Potential Major market-moving events/data includes:
U.S./N. Korea Meeting (Tuesday)
GBP April Average earnings data (Tuesday)
USD May CPI (Tuesday)
CNY Q1 GDP (Wednesday)
GBP CPI (Wednesday)
FOMC rate decision/post press conference/forecasted economic data (Wednesday)
AUD May unemployment data (Thursday)
SNB press conference (Thursday)
ECB rate decision/press conference (Thursday)
U.S. May retail sales (Thursday)
BoJ rate decision/post press conference (Friday): It is expected that the BoJ may lower its outlook on inflation, given slower price growth in April. The BoJ is scheduled to release a quarterly economic outlook in July.

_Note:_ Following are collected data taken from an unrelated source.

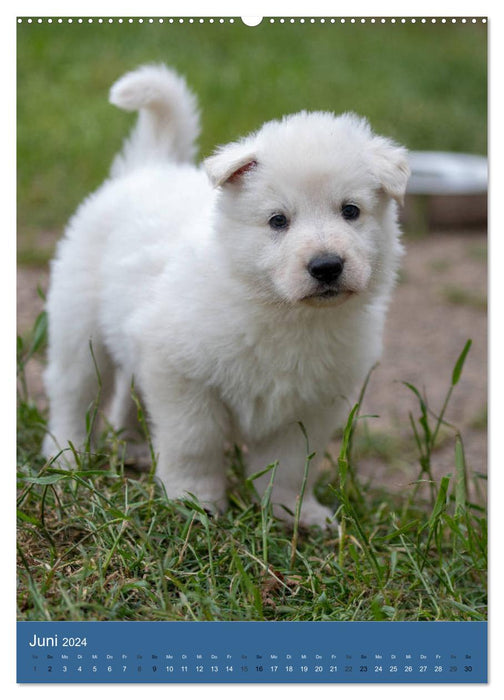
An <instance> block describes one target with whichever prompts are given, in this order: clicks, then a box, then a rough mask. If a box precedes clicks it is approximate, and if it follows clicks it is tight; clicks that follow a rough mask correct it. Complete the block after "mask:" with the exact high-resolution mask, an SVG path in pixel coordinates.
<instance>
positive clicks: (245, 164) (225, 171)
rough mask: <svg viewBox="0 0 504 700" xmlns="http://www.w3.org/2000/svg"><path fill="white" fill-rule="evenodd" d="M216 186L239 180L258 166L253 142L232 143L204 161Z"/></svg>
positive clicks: (217, 150)
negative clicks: (251, 142) (247, 142)
mask: <svg viewBox="0 0 504 700" xmlns="http://www.w3.org/2000/svg"><path fill="white" fill-rule="evenodd" d="M203 165H204V167H205V170H206V172H207V175H208V177H209V178H210V182H211V183H212V185H213V186H214V187H220V186H221V185H225V184H226V183H236V182H239V181H240V179H241V177H242V176H243V175H244V174H245V173H246V172H248V171H250V170H253V169H254V168H255V167H256V166H257V160H256V157H255V155H254V151H253V149H252V147H251V144H247V143H231V144H229V145H228V146H223V147H222V148H219V149H218V150H217V151H216V152H215V153H214V154H213V155H212V156H210V157H209V158H207V159H206V160H205V161H204V163H203Z"/></svg>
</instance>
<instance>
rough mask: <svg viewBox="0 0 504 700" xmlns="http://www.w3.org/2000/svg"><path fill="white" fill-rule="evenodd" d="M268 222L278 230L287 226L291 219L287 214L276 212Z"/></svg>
mask: <svg viewBox="0 0 504 700" xmlns="http://www.w3.org/2000/svg"><path fill="white" fill-rule="evenodd" d="M268 223H269V225H270V227H271V228H272V229H274V230H275V231H277V230H279V229H285V228H287V227H288V225H289V220H288V219H287V217H286V216H285V214H274V215H273V216H272V217H271V219H270V220H269V221H268Z"/></svg>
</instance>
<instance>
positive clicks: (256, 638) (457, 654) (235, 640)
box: [17, 621, 488, 683]
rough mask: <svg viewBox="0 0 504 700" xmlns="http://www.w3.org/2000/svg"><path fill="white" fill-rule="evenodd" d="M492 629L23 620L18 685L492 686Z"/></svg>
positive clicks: (438, 623) (337, 623)
mask: <svg viewBox="0 0 504 700" xmlns="http://www.w3.org/2000/svg"><path fill="white" fill-rule="evenodd" d="M487 633H488V629H487V623H486V622H102V621H100V622H42V621H41V622H18V623H17V682H18V683H486V682H487ZM84 639H85V640H86V645H85V646H79V645H77V646H76V644H77V640H81V641H82V640H84ZM64 640H66V644H65V646H63V644H64ZM69 640H70V641H69ZM42 643H43V646H39V644H42ZM69 644H70V646H69ZM440 669H441V670H440Z"/></svg>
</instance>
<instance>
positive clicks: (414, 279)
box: [17, 231, 487, 490]
mask: <svg viewBox="0 0 504 700" xmlns="http://www.w3.org/2000/svg"><path fill="white" fill-rule="evenodd" d="M405 248H406V254H405V257H404V261H403V266H402V272H401V277H400V282H399V284H398V286H397V289H396V291H395V294H394V298H393V301H392V304H391V308H390V313H389V316H388V322H387V327H386V335H385V343H384V353H383V358H382V361H381V363H380V365H379V366H378V367H377V369H376V370H375V371H374V372H373V374H372V376H371V380H370V382H369V386H368V389H367V393H366V397H365V401H364V405H363V408H362V412H363V413H365V414H366V415H371V414H373V415H374V414H376V415H378V416H379V417H378V418H369V419H366V423H367V432H368V433H369V435H370V436H371V439H370V442H369V445H368V449H367V450H365V451H364V452H363V453H362V457H361V458H359V461H358V469H359V472H360V474H361V475H362V476H364V477H367V478H369V479H371V480H372V481H374V482H375V483H377V484H383V485H387V487H388V488H389V489H392V490H402V489H405V488H407V487H408V485H409V484H411V482H412V481H413V480H414V479H416V478H417V476H418V470H419V469H418V460H417V457H416V455H415V451H414V445H413V440H412V430H411V427H410V421H409V413H410V412H412V414H413V416H414V417H418V416H419V410H418V404H417V402H416V399H415V398H414V397H413V395H412V393H411V392H410V391H409V390H408V389H407V388H406V387H405V386H404V385H403V384H402V382H410V383H412V384H414V385H415V386H416V387H417V388H418V389H419V390H421V391H424V392H426V395H427V397H428V402H429V407H430V408H431V409H432V410H433V411H434V412H437V411H439V409H440V408H441V406H442V403H443V400H444V397H445V394H446V392H447V390H448V388H449V385H450V379H451V373H452V370H453V366H454V364H455V362H456V360H457V358H458V356H459V354H460V352H461V351H462V349H463V347H464V344H465V342H466V341H467V340H468V339H469V338H471V339H472V341H473V342H472V347H471V350H470V353H469V355H468V357H467V360H466V364H465V366H464V371H463V374H462V378H461V380H460V383H459V384H458V385H457V387H456V388H455V391H454V394H453V398H452V401H451V403H450V406H449V409H448V411H447V414H446V418H447V420H449V421H450V422H451V423H453V424H454V425H455V426H456V427H457V429H458V430H459V431H460V433H461V434H462V437H463V441H464V449H465V455H466V460H467V463H468V465H469V471H470V472H480V473H484V472H486V469H487V442H486V406H487V312H486V302H487V263H486V253H487V238H486V234H485V233H483V232H477V231H468V232H453V231H449V232H448V231H447V232H439V233H429V234H426V235H425V236H423V237H422V238H419V239H413V240H406V243H405ZM47 281H48V273H47V270H41V269H34V268H28V267H21V268H20V269H19V271H18V279H17V293H18V297H17V304H18V332H19V333H20V334H25V333H27V332H28V331H29V329H30V328H31V326H32V324H33V321H34V319H35V317H36V315H37V314H38V313H39V312H40V310H41V309H42V306H43V304H42V301H41V299H40V297H39V296H38V294H37V287H38V286H40V287H41V289H43V290H44V289H46V287H47ZM41 369H42V367H41V364H40V363H39V362H36V361H32V362H31V364H30V365H29V367H28V373H27V374H28V386H29V388H30V391H31V395H32V396H33V398H34V399H35V400H36V401H37V402H39V403H41V404H42V405H44V403H45V398H44V392H43V385H42V380H41ZM441 437H442V440H441V446H440V448H439V449H438V450H436V453H435V458H434V464H433V468H434V473H435V475H436V477H439V476H441V475H443V474H445V473H448V472H453V470H454V466H453V465H454V439H453V435H452V433H451V432H450V431H448V430H445V431H442V434H441ZM337 449H338V448H337V444H336V443H335V444H334V445H332V448H331V451H334V452H335V453H336V454H337Z"/></svg>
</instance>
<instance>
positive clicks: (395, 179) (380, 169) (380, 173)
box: [372, 136, 410, 205]
mask: <svg viewBox="0 0 504 700" xmlns="http://www.w3.org/2000/svg"><path fill="white" fill-rule="evenodd" d="M372 169H373V172H374V175H375V177H376V178H377V180H378V182H379V183H380V184H381V186H382V188H383V190H384V191H385V192H386V193H387V194H388V195H389V196H390V197H393V198H394V199H395V200H397V202H399V204H401V205H402V204H403V203H404V195H405V193H406V185H407V184H408V178H409V176H410V168H409V164H408V152H407V151H406V149H405V148H403V147H402V146H398V145H397V144H395V143H394V142H393V141H390V140H389V139H384V138H381V137H379V136H378V137H375V138H374V139H373V145H372Z"/></svg>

Key U.S. data includes: CPI (Tuesday), Redbook index, monthly budget statement, API weekly crude oil stock, PPI (Wednesday), FOMC decision and post Powell speech, EIA crude oil stock change, retail sales (Thursday), weekly jobless claims, industrial production (Friday), capacity utilization, Michigan consumer sentiment, Baker Hughes oil rig count.
Overseas data includes: GBP industrial/manufacturing production (Monday), Italian industrial output, JPY domestic corporate goods price index, AUD home loans (Tuesday), CNY FDI, GBP average earnings excluding bonus, GBP unemployment rate, EUR ZEW economic sentiment survey, German ZEW economic sentiment and current situation surveys, AUD Westpac consumer confidence (Wednesday), CNY GDP, Swiss industrial production, GBP retail price index, GBP PPI/CPI, Eurozone industrial production, AUD unemployment rate (Thursday), AUD consumer inflation expectation, CNY retail sales, CNY industrial production, German Harmonized index of consumer prices, French CPI, GBP retail sales, ECB rate decision, Swiss National Bank press conference, NZ business PMI, BoJ rate decision/press conference (Friday), EUR trade balance, EUR CPI.